Bank of America sees off-price retailers winning as resale grows
Bank of America says bargain shoppers still want deals in hand, not just secondhand finds. For Big Lots, that keeps treasure-hunt selling at the center of the store.

Bank of America’s latest read on retail points to a split that Big Lots workers know well from the sales floor: shoppers are chasing value in more places, but off-price still has the clearest claim on the deal-hunting customer. Department stores are losing share not only to mass merchants and off-price chains, but increasingly to apparel resale too. Even so, Bank of America sees off-price as the real winner because inflation is pushing consumers toward whatever feels cheapest, fastest, and most like a deal they can take home now.
The numbers explain why resale is getting attention without changing the basic math of discount retail. Bank of America Institute said the U.S. secondhand apparel market should reach $78.8 billion by 2030 and grew nearly four times faster than the broader retail clothing market in 2025. Bank of America card data showed secondhand fashion transactions per household growing nine times faster than secondhand spending in March, while consumers across income groups were spending less per purchase since April 2025. ThredUp’s 2026 Resale Report, released April 2, projected a global secondhand market of $393 billion by 2030 and said Gen Z and Millennials will drive more than 70% of U.S. resale growth through 2030. The message for store teams is not that resale is replacing discount chains. It is that shoppers have become even more surgical about price, and they expect the store to make the value obvious fast.

That matters at Big Lots because the company has already been through a major reset. Big Lots filed voluntary Chapter 11 bankruptcy in Delaware on September 9, 2024, and entered a sale agreement with Nexus Capital Management LP the same day. In January 2025, Big Lots closed a deal that allowed Variety Wholesalers to acquire 219 Big Lots stores out of bankruptcy, with the company saying Variety Wholesalers could also employ Big Lots associates at acquired stores, distribution centers and certain corporate roles. Variety Wholesalers said the first reopened Big Lots locations launched on April 10, 2025, with nine stores in six states, including Mount Sterling, Kentucky, Metairie, Louisiana, Pearl, Mississippi, Asheboro, North Carolina, Clarksville, Tennessee and Roanoke, Virginia.

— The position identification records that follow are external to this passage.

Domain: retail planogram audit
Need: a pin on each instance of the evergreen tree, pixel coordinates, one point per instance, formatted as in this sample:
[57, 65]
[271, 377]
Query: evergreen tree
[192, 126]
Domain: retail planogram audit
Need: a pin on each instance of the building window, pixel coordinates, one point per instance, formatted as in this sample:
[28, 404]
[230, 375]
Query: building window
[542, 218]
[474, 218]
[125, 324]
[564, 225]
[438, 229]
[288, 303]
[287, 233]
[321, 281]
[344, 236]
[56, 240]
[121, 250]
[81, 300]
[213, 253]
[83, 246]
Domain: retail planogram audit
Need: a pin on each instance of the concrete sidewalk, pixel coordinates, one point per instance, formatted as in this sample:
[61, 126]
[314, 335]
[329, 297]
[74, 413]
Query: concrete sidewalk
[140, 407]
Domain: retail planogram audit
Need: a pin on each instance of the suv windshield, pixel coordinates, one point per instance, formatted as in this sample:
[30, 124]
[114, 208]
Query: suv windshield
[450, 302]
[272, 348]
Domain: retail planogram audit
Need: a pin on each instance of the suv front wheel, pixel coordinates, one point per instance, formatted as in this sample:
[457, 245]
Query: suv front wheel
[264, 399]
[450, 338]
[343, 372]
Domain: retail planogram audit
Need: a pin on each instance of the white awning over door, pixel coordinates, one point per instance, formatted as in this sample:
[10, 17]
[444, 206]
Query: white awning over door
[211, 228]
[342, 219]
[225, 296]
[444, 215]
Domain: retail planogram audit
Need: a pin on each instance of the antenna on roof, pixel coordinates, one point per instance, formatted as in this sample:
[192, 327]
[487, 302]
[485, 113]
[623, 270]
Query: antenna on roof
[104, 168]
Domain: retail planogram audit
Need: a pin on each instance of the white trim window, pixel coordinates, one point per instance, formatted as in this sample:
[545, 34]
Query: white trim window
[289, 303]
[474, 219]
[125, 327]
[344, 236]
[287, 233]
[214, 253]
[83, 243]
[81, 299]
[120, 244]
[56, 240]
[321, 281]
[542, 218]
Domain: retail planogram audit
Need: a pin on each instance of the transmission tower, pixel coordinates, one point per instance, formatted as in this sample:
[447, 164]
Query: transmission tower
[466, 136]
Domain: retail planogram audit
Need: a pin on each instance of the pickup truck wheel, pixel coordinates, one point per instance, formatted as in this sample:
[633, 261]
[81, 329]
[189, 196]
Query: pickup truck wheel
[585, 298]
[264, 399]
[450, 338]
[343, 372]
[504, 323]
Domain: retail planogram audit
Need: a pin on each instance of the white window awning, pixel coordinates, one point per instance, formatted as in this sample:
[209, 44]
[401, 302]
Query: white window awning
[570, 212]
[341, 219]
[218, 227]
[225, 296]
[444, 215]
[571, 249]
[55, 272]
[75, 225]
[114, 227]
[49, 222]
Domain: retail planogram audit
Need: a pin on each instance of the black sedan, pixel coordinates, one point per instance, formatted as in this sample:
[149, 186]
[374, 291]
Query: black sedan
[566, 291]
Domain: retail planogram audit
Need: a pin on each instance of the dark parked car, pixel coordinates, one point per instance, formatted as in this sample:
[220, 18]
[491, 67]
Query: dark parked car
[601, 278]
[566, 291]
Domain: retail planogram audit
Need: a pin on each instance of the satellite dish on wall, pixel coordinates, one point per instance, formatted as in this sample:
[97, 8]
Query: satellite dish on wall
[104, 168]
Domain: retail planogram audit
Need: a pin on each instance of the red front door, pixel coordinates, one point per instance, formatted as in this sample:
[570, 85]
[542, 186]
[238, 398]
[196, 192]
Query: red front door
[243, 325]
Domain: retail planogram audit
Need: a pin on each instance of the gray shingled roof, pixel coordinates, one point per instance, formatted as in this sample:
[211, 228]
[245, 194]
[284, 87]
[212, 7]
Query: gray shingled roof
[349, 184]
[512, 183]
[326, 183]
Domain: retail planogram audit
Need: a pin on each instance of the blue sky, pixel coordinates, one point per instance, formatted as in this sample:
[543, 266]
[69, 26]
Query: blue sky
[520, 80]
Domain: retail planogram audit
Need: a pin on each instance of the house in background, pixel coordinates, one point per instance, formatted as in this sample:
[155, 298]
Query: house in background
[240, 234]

For workers, the practical takeaway is straightforward. Shoppers are responding to clear price edges, quick wins and a sense that merchandise is changing often enough to reward a repeat visit. That puts pressure on associates to sell the story behind closeouts, not just ring them up. It also raises the value of clean presentation, fast replenishment and simple comparisons that show why today’s item is the better buy than waiting for something else online or in a resale app. Lisa Seigies said the company was bringing “the Big Lots brand back to life with more deals, famous brands, and a new apparel department for the whole family,” and that line captures the strategy now facing the store floor: make the value visible, make the assortment feel fresh and make every shift reinforce why Big Lots still belongs in the bargain shopper’s routine.